Selon les informations parvenues à notre rédaction par le biais de l’agence Anadolu, le président iranien Massoud Pezeshkian s’est entretenu par téléphone avec Antonio Costa, président du Conseil de l’Union européenne. Au cœur de cette discussion, le chef de l’État iranien a affirmé la disposition de son pays à cesser les hostilités, tout en posant un préalable strict : l’obtention de garanties fermes empêchant toute répétition des attaques contre son territoire.

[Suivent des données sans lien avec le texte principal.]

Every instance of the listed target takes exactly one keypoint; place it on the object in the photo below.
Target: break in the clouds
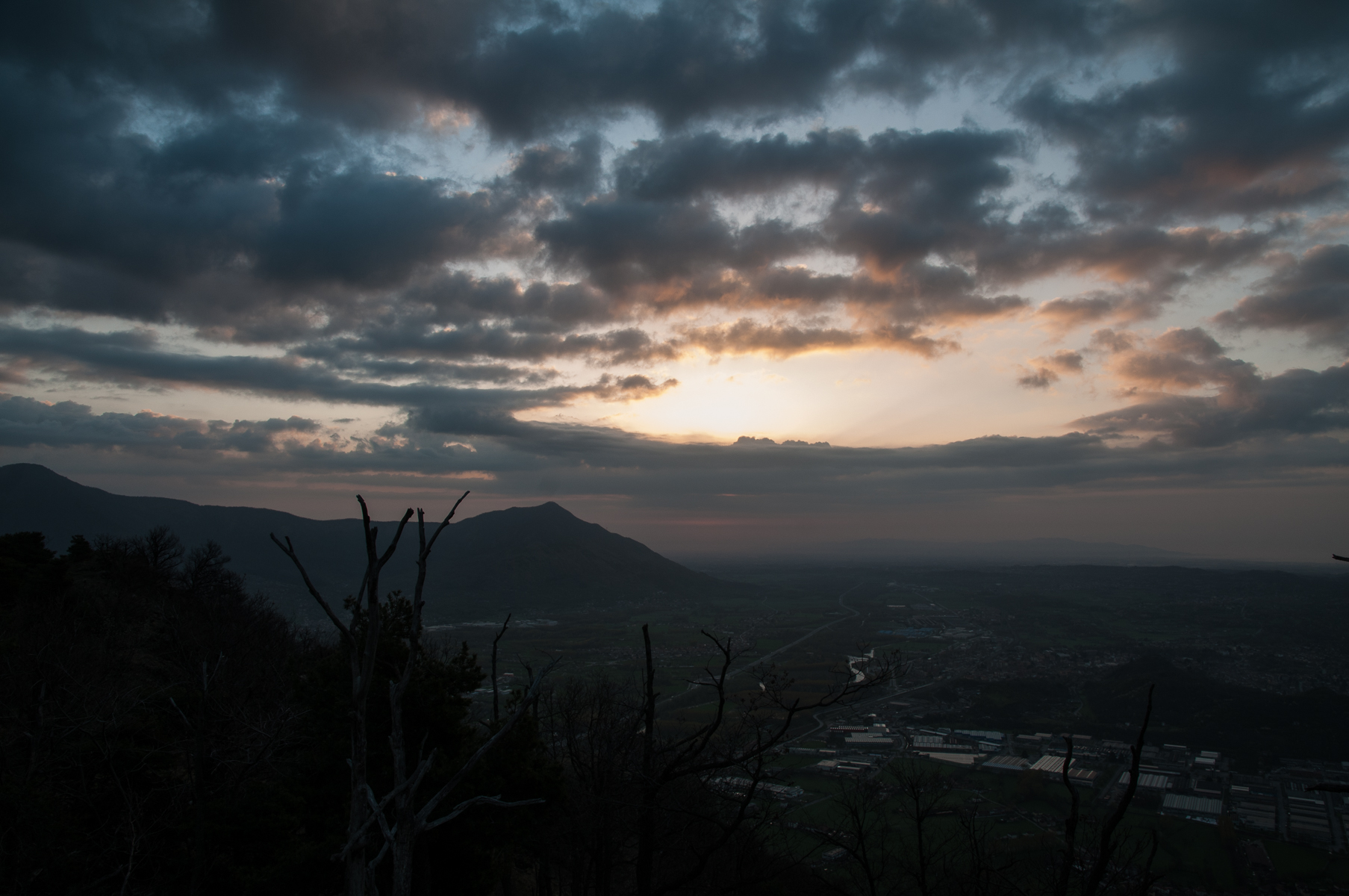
(528, 237)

Le dirigeant iranien a profité de cet appel pour dénoncer une dynamique régionale complexe, soulignant l’importance que Téhéran accorde à la diplomatie. Tout en réitérant son respect envers les pays voisins et l’absence d’intention belliqueuse à leur égard, Massoud Pezeshkian a pointé du doigt la présence de bases américaines dans ces États frontaliers. Il affirme que des opérations militaires contre l’Iran sont lancées depuis ces installations. Il a par ailleurs déploré le fait que son pays ait subi de nouvelles frappes alors même que des pourparlers étaient en cours.
De son côté, Antonio Costa a mis en garde contre les répercussions économiques mondiales engendrées par ce conflit impliquant l’Iran, les États-Unis et Israël. Plaidant pour une désescalade immédiate dans la région, le président du Conseil de l’Union européenne a tenu à clarifier la position du Vieux Continent, assurant que les pays européens n’apportent aucun soutien aux attaques ciblant le territoire iranien.